Monday, February 14, 2011
Today is Valentine’s Day and Dave and I are having dinner with John and Carol in the special occasion dining room. It will be a nice change from the regular meals we eat every day on the ship but the ship food has all been good as far as I’m concerned. Too good! I’m sure I have added a few pounds even though I try to watch it and I go on that elliptical machine for half an hour every day we are at sea even though I hate it. Yesterday we had a tour of the kitchen. It is immaculate. We were told the ship always gets 100% when it is examined by the officials and I can see why. We were told we will get a tour of the provision room too. At the start of the voyage we had 500 lbs. of peanut butter on board.
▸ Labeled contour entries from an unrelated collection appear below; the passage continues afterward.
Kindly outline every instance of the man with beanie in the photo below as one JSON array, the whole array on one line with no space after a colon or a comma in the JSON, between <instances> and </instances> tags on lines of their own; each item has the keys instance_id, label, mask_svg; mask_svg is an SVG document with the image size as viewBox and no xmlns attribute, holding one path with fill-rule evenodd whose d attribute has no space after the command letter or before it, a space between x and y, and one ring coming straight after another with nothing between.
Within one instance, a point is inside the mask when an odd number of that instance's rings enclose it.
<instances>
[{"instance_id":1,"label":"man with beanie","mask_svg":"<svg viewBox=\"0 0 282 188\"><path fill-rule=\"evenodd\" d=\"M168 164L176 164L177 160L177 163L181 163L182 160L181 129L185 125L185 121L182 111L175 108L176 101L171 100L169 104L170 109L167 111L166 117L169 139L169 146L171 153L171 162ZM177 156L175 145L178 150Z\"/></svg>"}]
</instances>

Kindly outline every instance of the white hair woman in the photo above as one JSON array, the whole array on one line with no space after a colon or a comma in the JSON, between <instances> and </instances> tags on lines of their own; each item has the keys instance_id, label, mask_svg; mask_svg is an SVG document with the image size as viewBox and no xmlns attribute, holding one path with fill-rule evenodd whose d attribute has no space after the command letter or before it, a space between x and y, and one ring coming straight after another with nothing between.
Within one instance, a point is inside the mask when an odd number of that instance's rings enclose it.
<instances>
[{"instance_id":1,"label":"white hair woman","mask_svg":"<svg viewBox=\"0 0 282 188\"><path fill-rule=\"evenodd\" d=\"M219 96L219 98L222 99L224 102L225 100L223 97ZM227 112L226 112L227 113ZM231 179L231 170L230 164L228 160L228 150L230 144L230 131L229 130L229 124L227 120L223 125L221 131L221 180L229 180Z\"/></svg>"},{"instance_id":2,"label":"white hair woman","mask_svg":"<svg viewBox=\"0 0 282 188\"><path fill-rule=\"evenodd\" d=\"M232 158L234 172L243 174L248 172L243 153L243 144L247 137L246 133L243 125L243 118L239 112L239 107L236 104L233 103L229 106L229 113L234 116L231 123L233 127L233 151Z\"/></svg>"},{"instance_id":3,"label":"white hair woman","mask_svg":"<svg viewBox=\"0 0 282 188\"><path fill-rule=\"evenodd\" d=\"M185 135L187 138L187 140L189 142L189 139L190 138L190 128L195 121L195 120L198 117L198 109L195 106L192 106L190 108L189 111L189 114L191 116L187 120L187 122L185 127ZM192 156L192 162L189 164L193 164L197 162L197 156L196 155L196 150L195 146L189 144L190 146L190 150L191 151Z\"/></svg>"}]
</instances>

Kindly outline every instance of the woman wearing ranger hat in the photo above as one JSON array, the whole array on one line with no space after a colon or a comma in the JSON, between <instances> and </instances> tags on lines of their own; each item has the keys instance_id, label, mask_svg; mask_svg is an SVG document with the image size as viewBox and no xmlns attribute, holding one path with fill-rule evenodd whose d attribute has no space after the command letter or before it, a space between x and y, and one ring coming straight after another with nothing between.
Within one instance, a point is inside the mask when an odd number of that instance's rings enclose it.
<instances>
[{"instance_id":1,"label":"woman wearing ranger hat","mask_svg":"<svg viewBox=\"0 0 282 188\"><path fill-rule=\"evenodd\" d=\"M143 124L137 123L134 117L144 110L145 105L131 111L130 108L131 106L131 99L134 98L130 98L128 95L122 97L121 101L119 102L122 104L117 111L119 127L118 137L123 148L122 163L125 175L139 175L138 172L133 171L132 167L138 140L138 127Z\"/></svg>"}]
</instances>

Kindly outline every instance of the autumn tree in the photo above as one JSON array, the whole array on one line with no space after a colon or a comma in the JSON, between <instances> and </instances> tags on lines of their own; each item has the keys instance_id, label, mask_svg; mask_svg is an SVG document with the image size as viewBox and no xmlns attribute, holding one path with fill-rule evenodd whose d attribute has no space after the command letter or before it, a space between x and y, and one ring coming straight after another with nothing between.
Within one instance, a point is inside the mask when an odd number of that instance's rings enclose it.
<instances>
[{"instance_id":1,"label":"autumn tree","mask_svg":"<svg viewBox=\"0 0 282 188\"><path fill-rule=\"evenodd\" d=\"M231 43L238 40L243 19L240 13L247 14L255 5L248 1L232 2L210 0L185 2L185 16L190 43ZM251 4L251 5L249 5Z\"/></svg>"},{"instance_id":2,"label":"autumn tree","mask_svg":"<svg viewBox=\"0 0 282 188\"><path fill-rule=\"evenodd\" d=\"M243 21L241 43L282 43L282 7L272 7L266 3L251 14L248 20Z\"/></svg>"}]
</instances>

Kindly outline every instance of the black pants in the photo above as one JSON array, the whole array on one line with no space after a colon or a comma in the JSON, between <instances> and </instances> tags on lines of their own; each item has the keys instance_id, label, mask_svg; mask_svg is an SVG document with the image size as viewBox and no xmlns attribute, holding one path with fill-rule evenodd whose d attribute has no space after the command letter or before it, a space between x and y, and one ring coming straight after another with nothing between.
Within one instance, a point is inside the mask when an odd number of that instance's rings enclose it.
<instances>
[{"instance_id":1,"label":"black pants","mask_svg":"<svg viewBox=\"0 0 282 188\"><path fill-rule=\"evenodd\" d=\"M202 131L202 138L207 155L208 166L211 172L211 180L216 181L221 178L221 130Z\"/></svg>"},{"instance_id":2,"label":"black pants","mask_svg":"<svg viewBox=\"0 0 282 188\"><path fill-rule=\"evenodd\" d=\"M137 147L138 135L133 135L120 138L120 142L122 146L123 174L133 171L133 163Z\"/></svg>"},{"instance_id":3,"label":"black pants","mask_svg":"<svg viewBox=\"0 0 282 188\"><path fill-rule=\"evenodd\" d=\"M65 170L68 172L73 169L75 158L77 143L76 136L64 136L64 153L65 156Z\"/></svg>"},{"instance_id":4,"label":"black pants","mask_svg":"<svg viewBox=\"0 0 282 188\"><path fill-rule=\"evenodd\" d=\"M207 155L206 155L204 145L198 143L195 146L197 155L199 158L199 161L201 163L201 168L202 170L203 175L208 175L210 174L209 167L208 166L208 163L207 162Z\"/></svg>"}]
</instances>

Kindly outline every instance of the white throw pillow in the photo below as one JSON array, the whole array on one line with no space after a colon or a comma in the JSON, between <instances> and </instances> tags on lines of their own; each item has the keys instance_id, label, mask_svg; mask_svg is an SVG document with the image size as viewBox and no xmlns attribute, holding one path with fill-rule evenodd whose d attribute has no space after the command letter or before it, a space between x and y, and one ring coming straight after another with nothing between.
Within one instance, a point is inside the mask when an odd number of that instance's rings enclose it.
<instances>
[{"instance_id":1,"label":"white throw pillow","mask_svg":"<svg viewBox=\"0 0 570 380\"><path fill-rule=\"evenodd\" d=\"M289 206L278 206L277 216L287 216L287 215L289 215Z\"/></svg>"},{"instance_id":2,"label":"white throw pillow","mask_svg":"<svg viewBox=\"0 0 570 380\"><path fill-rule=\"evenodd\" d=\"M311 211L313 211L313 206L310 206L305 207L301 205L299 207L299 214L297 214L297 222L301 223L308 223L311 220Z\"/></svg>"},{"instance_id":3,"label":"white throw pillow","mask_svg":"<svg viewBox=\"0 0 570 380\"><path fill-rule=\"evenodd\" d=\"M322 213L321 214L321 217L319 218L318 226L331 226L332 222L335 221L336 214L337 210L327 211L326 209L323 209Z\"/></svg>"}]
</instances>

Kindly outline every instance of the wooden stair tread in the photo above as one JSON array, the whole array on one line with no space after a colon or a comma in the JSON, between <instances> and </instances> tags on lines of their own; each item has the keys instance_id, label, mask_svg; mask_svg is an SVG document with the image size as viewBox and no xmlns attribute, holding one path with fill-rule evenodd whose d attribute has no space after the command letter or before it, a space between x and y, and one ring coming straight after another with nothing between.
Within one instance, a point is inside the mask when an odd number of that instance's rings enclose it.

This morning Dave and I were both proctors for the students taking a test for global studies. Just had to check the students in and watch so that no one cheated. Easy job!

I have been to my class on Domestic Violence twice since we left Ghana. I was asked in class to tell about our home stay experience. When I told about the sisters in the house, they asked if I was sure they weren’t sister wifes. Now I’m confused and want to go back and talk to them again but Dave says no way. The more I think about it the more I think that might be the case that they are sister wifes. I can’t believe I didn’t realize this when we were staying there. It is definitely a man’s world in Ghana. When a man takes a wife he pays the wife’s family a bride price of a cow or cows and money or whatever. Once they are married the man feels he owns his wife and can do what he wants to her. If a woman doesn’t produce a child within two years he is able to take a new wife. With all of the religious signs around that country it is hard to comprehend all the polygamy that goes on there. I guess it is part of the culture and everyone looks the other way. Some students from my class went to a maternity hospital. There wasn’t a man in sight except for a doctor. Women were lying in labor and women were lying in pools of blood after just giving birth. Our guide had told us that women went to the hospital to have babies and used pain killers for delivery these days, but it seems that is the exception. I think most women in the villages have no access to doctors and medicine and a midwife comes to the village to help deliver babies. One of the students asked where the men were and they were told they don’t come to the hospital with the women. Some women have to get on a public bus six hours after giving birth to take their baby home. Supposedly abortion is against the law in Ghana but it is performed in the hospital those students went to. On to South Africa and their problems.